Returning from the crusade, Renaud married Marguerite, lady of Montignac, the only child and heiress of Taleyrand, lord of Montignac. She was thus a niece of Count Elias V of Périgord. Her mother was probably Maeuz, the lady celebrated by the troubadour Bertran de Born.

In 1202, John, King of England, entrusted the castle of Cognac and its dependencies to Renaud II de Pons, Pons de Mirebeau and Robert de Torneham, then seneschal of Poitou. Renaud and Pons were uterine brothers. This was territory that rightfully belonged to the Count of Angoulême but had been controlled by his suzerain, the Count of Poiou since the 1180s.

In 1206, Renaud was one of those who swore on John's behalf to uphold the two-year truce concluded with Philip II, King of France, extending the peace that had ended the Anglo-French war in 1204.
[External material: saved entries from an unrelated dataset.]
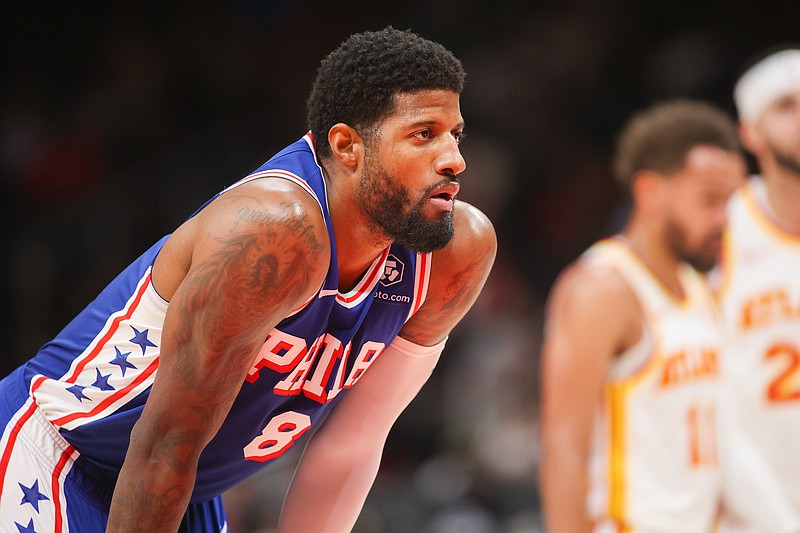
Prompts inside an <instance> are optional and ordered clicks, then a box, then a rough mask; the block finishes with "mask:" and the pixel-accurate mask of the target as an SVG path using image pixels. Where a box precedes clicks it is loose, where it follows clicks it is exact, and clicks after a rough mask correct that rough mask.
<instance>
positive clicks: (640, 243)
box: [620, 223, 684, 298]
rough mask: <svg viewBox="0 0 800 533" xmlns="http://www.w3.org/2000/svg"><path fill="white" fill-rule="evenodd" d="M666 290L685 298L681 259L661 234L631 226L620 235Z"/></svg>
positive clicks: (642, 262) (637, 224) (640, 226)
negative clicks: (665, 240)
mask: <svg viewBox="0 0 800 533" xmlns="http://www.w3.org/2000/svg"><path fill="white" fill-rule="evenodd" d="M620 235H621V236H622V238H623V239H624V240H625V242H626V243H627V244H628V246H629V247H630V248H631V250H632V251H633V253H635V254H636V255H637V256H638V258H639V259H640V260H641V261H642V263H644V265H645V266H646V267H647V268H648V269H649V270H650V272H651V273H652V274H653V276H655V278H656V279H658V281H659V282H661V284H662V286H663V287H664V289H665V290H667V291H669V292H671V293H672V294H673V295H674V296H675V297H677V298H683V296H684V293H683V286H682V285H681V282H680V277H679V276H678V267H679V266H680V263H681V261H680V259H678V258H677V257H675V254H673V253H672V252H671V251H670V249H669V247H668V246H667V245H666V243H665V242H664V240H663V238H662V237H661V235H660V234H658V233H657V232H656V231H654V230H653V229H652V228H648V227H646V226H644V225H642V224H636V223H632V224H629V225H628V226H627V227H626V228H625V230H623V231H622V233H621V234H620Z"/></svg>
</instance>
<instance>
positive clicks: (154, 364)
mask: <svg viewBox="0 0 800 533" xmlns="http://www.w3.org/2000/svg"><path fill="white" fill-rule="evenodd" d="M158 362H159V360H158V359H155V360H153V362H152V363H150V364H149V365H148V366H147V368H145V369H144V370H143V371H142V372H140V373H139V374H138V375H137V376H136V378H135V379H134V380H133V381H131V382H130V383H129V384H128V386H126V387H124V388H122V389H119V390H118V391H116V392H115V393H114V394H111V395H109V396H107V397H106V398H104V399H103V400H102V401H101V402H99V403H97V404H95V406H94V409H92V410H90V411H84V412H74V413H71V414H68V415H66V416H62V417H60V418H56V419H55V420H53V421H52V422H53V424H55V425H56V426H59V427H64V428H66V429H74V428H76V427H78V426H80V425H81V424H73V422H75V421H77V420H81V421H83V419H86V418H89V419H97V418H102V416H101V415H103V414H104V411H106V410H110V411H114V410H116V407H119V406H120V405H124V404H126V403H128V401H130V399H131V398H130V397H131V396H138V395H139V394H141V392H142V391H141V390H140V387H139V385H142V384H143V383H144V382H145V381H147V380H148V379H149V378H150V376H152V375H153V374H155V371H156V370H157V369H158ZM153 379H155V377H154V378H153ZM150 385H151V383H147V384H146V386H145V387H143V388H147V387H149V386H150ZM91 421H92V420H85V421H83V422H82V423H86V422H91Z"/></svg>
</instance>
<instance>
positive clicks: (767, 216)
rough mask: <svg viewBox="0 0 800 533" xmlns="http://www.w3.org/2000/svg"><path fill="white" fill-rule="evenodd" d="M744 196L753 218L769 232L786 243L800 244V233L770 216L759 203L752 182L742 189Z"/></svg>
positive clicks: (745, 200)
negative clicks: (784, 225)
mask: <svg viewBox="0 0 800 533" xmlns="http://www.w3.org/2000/svg"><path fill="white" fill-rule="evenodd" d="M742 198H743V199H744V205H745V208H746V209H747V210H748V211H749V212H750V213H751V214H752V215H753V218H755V219H756V221H758V223H759V225H760V226H761V227H762V228H764V229H765V230H766V231H767V233H769V234H770V235H772V236H773V237H775V238H777V239H778V240H779V241H781V242H783V243H785V244H789V245H792V246H800V235H798V234H796V233H792V232H790V231H789V230H787V229H785V228H783V227H781V226H780V224H779V223H778V222H777V221H776V220H775V219H774V218H772V217H771V216H769V213H768V212H767V211H766V209H765V207H764V206H762V205H761V204H760V203H759V201H758V199H757V198H756V195H755V194H754V193H753V189H752V185H751V184H750V182H748V183H746V184H745V186H744V188H743V189H742Z"/></svg>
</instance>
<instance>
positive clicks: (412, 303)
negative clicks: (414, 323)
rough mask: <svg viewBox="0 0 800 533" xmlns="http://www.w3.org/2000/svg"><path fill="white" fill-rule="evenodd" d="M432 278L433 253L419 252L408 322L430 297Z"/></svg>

On 6 April 1212, Renaud pledged to pay an indemnity of 20,000 sous of Poitiers for damage his men had done to the property of the abbey of Saint-Jean-d'Angély during a military campaign. He was at the time, "willingly entering the land of Spain to meet the Saracens for the defence of the Christian faith" (Sarracenis Hispaniae terram intrantibus volens occurrere pro defensione fidei christianae). He probably joined the campaign that resulted in the Christian victory at the battle of Las Navas de Tolosa on 16 July 1212.
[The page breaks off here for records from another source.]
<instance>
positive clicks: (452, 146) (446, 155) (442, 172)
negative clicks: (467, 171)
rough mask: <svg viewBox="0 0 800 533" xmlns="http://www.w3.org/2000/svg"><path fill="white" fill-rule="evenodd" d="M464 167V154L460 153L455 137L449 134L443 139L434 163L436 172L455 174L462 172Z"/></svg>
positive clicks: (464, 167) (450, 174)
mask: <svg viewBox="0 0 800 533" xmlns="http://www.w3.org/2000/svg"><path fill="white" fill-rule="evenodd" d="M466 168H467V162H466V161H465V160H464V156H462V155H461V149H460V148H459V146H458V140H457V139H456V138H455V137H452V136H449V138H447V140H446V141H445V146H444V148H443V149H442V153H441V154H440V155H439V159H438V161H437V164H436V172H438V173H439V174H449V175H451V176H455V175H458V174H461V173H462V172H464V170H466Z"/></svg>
Following the declaration of war against France by Otto IV, Holy Roman Emperor, in 1213 Philip II called up his barons. Renaud was one of them, but like most Poitevins he ignored the summons and remained loyal to John, who landed at La Rochelle with an army to assist Otto in February 1214. The result of the war was a French victory at the battle of Bouvines. Renaud was one of the guarantors of the Truce of Chinon (September 1214), of which his uncle had been a negotiator on the English side.
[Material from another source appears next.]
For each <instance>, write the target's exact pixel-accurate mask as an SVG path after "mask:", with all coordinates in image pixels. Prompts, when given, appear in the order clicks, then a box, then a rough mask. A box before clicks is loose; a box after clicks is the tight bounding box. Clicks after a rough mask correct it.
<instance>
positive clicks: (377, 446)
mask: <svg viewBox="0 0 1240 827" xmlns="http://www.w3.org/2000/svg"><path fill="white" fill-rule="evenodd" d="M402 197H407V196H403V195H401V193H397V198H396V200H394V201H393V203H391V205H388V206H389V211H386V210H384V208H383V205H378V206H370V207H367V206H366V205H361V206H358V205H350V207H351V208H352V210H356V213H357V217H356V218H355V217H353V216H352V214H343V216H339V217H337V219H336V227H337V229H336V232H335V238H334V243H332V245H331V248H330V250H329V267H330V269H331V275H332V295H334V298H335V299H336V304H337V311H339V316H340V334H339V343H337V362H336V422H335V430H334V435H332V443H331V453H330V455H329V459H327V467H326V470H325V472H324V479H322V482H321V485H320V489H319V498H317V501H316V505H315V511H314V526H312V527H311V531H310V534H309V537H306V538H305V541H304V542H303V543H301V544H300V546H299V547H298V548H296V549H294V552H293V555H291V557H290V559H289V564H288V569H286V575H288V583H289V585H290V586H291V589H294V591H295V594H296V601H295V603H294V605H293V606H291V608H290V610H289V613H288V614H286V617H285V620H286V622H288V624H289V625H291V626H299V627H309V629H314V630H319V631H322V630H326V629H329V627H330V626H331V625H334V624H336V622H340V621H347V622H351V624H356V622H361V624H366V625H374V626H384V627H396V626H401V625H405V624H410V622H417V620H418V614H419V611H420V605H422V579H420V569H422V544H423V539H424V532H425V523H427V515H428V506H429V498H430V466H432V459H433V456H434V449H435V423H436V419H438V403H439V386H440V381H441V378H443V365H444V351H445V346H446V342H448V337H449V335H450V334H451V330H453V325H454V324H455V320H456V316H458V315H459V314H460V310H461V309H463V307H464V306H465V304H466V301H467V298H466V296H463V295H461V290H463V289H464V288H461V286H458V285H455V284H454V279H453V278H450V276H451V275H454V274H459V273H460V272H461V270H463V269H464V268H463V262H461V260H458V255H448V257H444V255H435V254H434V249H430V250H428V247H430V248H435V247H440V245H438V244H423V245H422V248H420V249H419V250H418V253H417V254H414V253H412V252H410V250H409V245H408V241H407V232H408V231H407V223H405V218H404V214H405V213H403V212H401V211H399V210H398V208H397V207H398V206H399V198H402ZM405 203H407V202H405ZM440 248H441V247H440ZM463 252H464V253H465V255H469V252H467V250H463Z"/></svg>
After the death of King John in October 1216, Hubert de Burgh, seneschal of Poitou, had Cognac seized, sparking a war with Renaud II. Cognac was to be a source of friction for many years. John's widow, Isabella, heiress of Anoulême, reasserted her rights over Cognac and enfeoffed her new husband, Hugh X of Lusignan. Renaud continued to wage war to keep his control of Cognac and its dependencies.

Nothing is known of Renaud II's life from contemporary documents between 1214 and 1226. It is probable that he took part in the war between John's son, Henry III of England, and Philip's son, Louis VIII of France, over Poitou in 1224. In 1226, he did homage to the new French king, Louis IX, for the fiefs he held in the counties of Angoulême and La Marche, as well as the castle of Montignac (which he had from his wife) and a fief at Pons which Louis had conferred on him as a reward for unspecified services.

Despite this, Renaud's loyalty to the French crown was weak. In 1234 and again in 1236 Henry III appointed him enforcer (dictator) the treaties signed with Louis IX. In 1241 he joined the coalition being formed by Hugh X of Lusignan against Louis IX and his brother, Alphonse, count of Poitou since 1225. His younger son Pons went to England to convince Henry III to lend his aid to the rebels. This mission was apparently successful, for in the resulting war in the Saintonge, Henry III came to France with an army and even stayed for eight days at Pons. Following the surrender of Saintes to Louis on 28 July 1242, however, Renaud abandoned the pro-English party. Louis and Alphonse camped beneath the castle walls of Pons and there Renaud did homage for the lordship to Alphonse. Louis appointed him dictator of the Treaty of Bordeaux (7 April 1243), which ended the brief war.

Renaud, around 80 years old, joined his lord, Alphonse, on the Seventh Crusade being organized by Louis IX in late 1248. He left his eldest son, Geoffroy IV, in charge in his absence. He died overseas on 11 June 1252, having drawn up a will.

==Marriage and issue==
With Marguerite, Renaud had the following known issue:
- Geoffroy IV of Pons (died 1247), married Agathe de Lusignan, had issue.
- Raimond de Pons, Lord of Viroul, Lorzines, Nianc and Pré des Angles.
- Pons de Pons, Bishop of Santes
- Jean de Pons
- Mahaut de Pons
- Agnès de Pons, married firstly Savary IV of Thouars and secondly Guillaume IV de Sainte Maure, had issue.